Originalmente, o presente estudo pretendia analisar o panorama relativo a todos os professores estrangeiros que ensinam Português na China - contudo, a participação na resposta aos questionários verificou-se maioritariamente entre a comunidade de professores portugueses. As restrições originadas pela pandemia fazem com que atualmente muitos destes professores se encontrem fora da China, criando algumas dificuldades à aplicação prática dos métodos. No total, os questionários foram respondidos por 18 dos 26 professores portugueses a lecionar na China.

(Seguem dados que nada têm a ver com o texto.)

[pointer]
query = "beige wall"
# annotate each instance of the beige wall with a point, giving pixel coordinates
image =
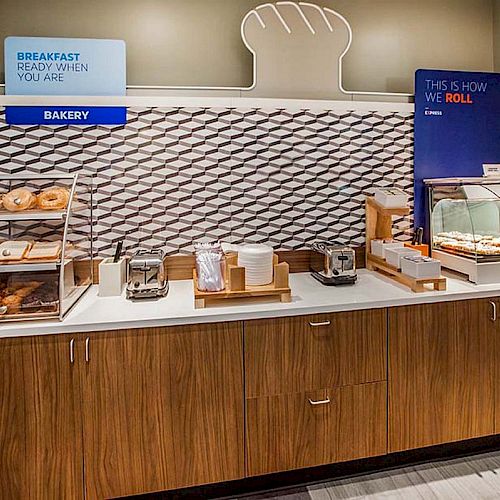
(496, 34)
(197, 42)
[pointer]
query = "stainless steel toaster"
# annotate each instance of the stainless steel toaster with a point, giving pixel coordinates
(333, 264)
(147, 276)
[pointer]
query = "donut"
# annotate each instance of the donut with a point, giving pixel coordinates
(13, 303)
(55, 198)
(19, 199)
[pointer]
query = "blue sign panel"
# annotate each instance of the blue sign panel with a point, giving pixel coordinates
(457, 127)
(65, 115)
(64, 66)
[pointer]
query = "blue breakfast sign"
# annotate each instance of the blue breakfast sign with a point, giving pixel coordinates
(36, 66)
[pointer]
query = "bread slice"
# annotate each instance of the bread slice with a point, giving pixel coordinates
(47, 250)
(13, 250)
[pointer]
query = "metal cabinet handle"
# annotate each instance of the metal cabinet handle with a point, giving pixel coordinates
(322, 402)
(494, 311)
(72, 351)
(87, 349)
(322, 323)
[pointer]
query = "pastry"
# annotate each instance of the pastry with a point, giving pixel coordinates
(13, 250)
(44, 250)
(18, 200)
(55, 198)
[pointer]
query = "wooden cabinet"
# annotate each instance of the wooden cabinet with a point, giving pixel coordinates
(441, 373)
(315, 390)
(163, 409)
(309, 353)
(40, 427)
(494, 312)
(135, 412)
(291, 431)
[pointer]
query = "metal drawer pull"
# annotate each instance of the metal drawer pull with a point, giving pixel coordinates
(72, 351)
(494, 308)
(322, 323)
(323, 402)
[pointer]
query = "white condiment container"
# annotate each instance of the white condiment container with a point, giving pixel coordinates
(379, 247)
(258, 263)
(391, 197)
(112, 277)
(393, 255)
(420, 267)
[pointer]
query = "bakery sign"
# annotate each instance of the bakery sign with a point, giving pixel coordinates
(36, 66)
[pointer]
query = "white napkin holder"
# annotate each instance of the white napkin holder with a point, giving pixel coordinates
(112, 277)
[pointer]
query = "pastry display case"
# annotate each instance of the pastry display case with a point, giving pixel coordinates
(465, 226)
(46, 251)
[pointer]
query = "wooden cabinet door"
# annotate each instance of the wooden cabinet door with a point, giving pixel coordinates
(309, 353)
(494, 312)
(291, 431)
(440, 373)
(40, 428)
(163, 409)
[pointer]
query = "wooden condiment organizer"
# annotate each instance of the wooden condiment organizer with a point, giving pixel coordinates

Por estes motivos, convém referir que a impossibilidade de recolha de dados de todos os elementos da amostra constituirá uma limitação deste estudo.

Concomitantemente aos questionários, estabeleceram-se alguns contactos com os professores que permitiram ajudar à compreensão dos resultados. Pelo facto de a dimensão da amostra não ser muito grande e de existir alguma interação prévia entre professores, foi possível estabelecer entrevistas informais a distância com alguns inquiridos, abordando e discutindo os tópicos dos questionários.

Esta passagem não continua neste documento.